Pence’s remarks come at a time of growing unease among many Jewish Americans, who have witnessed numerous acts of anti-Semitism in recent months. The vice president addressed the gathering just days after he visited a Jewish cemetery outside of St. Louis that had been desecrated.
While Pence has spoken out against vandalism, President Donald Trump has been far quieter on the matter – something that has drawn criticism from members of both parties. During a visit to the National Museum of African-American History and Culture this week, however, Trump offered his most forceful words on the subject yet, saying that “the anti-Semitic threats targeting our Jewish community and community centers are horrible and are painful and a very sad reminder of the work that still must be done to root out hate and prejudice and evil.”
Pence ventured here to speak before a conservative organization that is heavily funded by casino mogul Sheldon Adelson, a prolific Republican Party contributor who spent tens of millions of dollars in support of Trump’s campaign. While Pence spoke, Adelson and his wife, Miriam, sat at a front-row table.
Addressing a topic on the minds of many, Pence reaffirmed that the U.S. would vigorously support Israel’s national security – yet he declined to say whether any accord would necessitate the creation of a Palestinian state.
“President Trump is personally invested in forging a lasting peace in the Israeli-Palestinian conflict,” he said. “Under President Trump, let me assure you: America will support the negotiation process, but as the president said, any agreement must be reached by both sides.
“While there will undoubtedly have to be compromises, know this: The Trump administration will never compromise the safety and security of the Jewish state of Israel,” he added.
His remarks come at a time of growing confusion about the Trump administration’s approach to a peace process, which the president has vowed to renew. Appearing with Israeli Prime Minister Benjamin Netanyahu last week, Trump said that he was examining either a one-state solution or a two-state solution, but that he hadn’t reached any conclusions. “I like the one that both parties like. I’m very happy with the one that both parties like,” he said. “I can live with either one.”
The president’s remarks represented a break from the long-held view in foreign policy circles that a successful peace accord would require the establishment of two states.
In an interview with Reuters earlier this week, Trump broached the Middle East question again – this time stating that he liked the idea of a two-state solution, but that “I ultimately like what the both parties like.”
In his speech on Friday evening, Pence appeared to be echoing Trump’s approach of not articulating whether an agreement should include the creation of a Palestinian state, and instead letting the Israelis and Palestinians reach that decision on their own. The vice president said he spoke about the peace process earlier in the day with Adelson.

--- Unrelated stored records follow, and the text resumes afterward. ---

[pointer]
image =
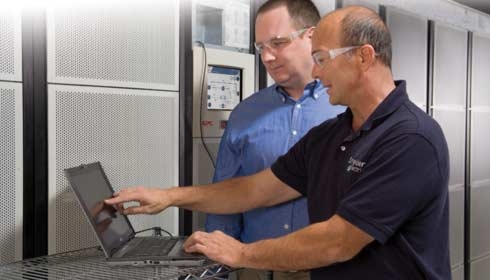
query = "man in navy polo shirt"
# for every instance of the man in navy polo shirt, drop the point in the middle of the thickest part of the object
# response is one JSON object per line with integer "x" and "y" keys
{"x": 375, "y": 178}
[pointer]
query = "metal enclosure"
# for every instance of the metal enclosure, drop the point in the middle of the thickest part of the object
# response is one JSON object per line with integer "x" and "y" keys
{"x": 112, "y": 97}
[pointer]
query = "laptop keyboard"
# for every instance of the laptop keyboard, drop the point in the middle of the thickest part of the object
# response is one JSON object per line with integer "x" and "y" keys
{"x": 153, "y": 247}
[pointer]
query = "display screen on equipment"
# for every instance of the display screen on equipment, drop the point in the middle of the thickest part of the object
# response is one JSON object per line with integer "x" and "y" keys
{"x": 224, "y": 87}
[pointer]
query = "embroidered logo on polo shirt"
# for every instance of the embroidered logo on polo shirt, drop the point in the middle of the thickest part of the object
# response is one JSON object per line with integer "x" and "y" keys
{"x": 355, "y": 165}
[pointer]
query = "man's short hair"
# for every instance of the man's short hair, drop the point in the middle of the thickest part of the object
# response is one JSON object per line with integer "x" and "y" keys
{"x": 303, "y": 13}
{"x": 366, "y": 27}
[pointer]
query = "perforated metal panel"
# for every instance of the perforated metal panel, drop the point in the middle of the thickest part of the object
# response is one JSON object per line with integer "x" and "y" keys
{"x": 10, "y": 172}
{"x": 133, "y": 133}
{"x": 10, "y": 44}
{"x": 130, "y": 45}
{"x": 203, "y": 171}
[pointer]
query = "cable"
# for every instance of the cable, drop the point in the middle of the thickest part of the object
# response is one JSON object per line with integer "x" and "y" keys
{"x": 158, "y": 231}
{"x": 201, "y": 103}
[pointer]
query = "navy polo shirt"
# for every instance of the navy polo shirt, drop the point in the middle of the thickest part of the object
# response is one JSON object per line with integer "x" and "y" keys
{"x": 389, "y": 178}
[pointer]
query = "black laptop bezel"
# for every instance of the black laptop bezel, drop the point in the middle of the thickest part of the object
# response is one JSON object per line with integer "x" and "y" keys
{"x": 109, "y": 249}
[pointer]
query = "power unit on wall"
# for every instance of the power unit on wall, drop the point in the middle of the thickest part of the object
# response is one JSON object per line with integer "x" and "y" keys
{"x": 112, "y": 97}
{"x": 221, "y": 79}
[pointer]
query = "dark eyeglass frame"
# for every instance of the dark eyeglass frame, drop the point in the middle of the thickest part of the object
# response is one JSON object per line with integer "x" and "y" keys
{"x": 321, "y": 58}
{"x": 279, "y": 41}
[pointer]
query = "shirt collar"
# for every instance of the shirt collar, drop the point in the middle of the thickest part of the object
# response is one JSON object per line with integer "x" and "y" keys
{"x": 313, "y": 89}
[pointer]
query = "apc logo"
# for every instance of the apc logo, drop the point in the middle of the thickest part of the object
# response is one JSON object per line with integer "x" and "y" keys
{"x": 207, "y": 123}
{"x": 355, "y": 165}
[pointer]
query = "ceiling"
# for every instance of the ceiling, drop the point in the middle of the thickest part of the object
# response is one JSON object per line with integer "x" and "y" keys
{"x": 481, "y": 5}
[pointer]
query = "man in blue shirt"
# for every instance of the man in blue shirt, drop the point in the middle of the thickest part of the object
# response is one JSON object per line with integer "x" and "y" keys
{"x": 268, "y": 123}
{"x": 375, "y": 177}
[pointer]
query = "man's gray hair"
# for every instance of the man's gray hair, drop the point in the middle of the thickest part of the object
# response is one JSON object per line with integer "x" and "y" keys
{"x": 360, "y": 28}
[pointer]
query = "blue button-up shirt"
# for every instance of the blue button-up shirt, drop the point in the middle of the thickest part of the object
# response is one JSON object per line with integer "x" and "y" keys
{"x": 260, "y": 129}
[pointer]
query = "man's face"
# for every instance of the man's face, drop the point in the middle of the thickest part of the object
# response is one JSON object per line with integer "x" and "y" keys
{"x": 289, "y": 64}
{"x": 338, "y": 74}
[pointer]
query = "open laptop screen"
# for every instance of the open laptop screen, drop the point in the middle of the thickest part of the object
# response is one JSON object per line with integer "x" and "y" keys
{"x": 92, "y": 187}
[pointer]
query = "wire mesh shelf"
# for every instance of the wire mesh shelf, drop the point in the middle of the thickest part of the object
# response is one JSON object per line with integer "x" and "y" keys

Pence declined to address another key question: Whether the administration would move the U.S. embassy from Tel Aviv to Jerusalem, something that the president promised while campaigning but has yet to do. The vice president would only say the administration was still “assessing” the matter.
Pence was introduced by former Vice President Dick Cheney, who is also attending the annual conference. The two briefly met privately earlier in the evening.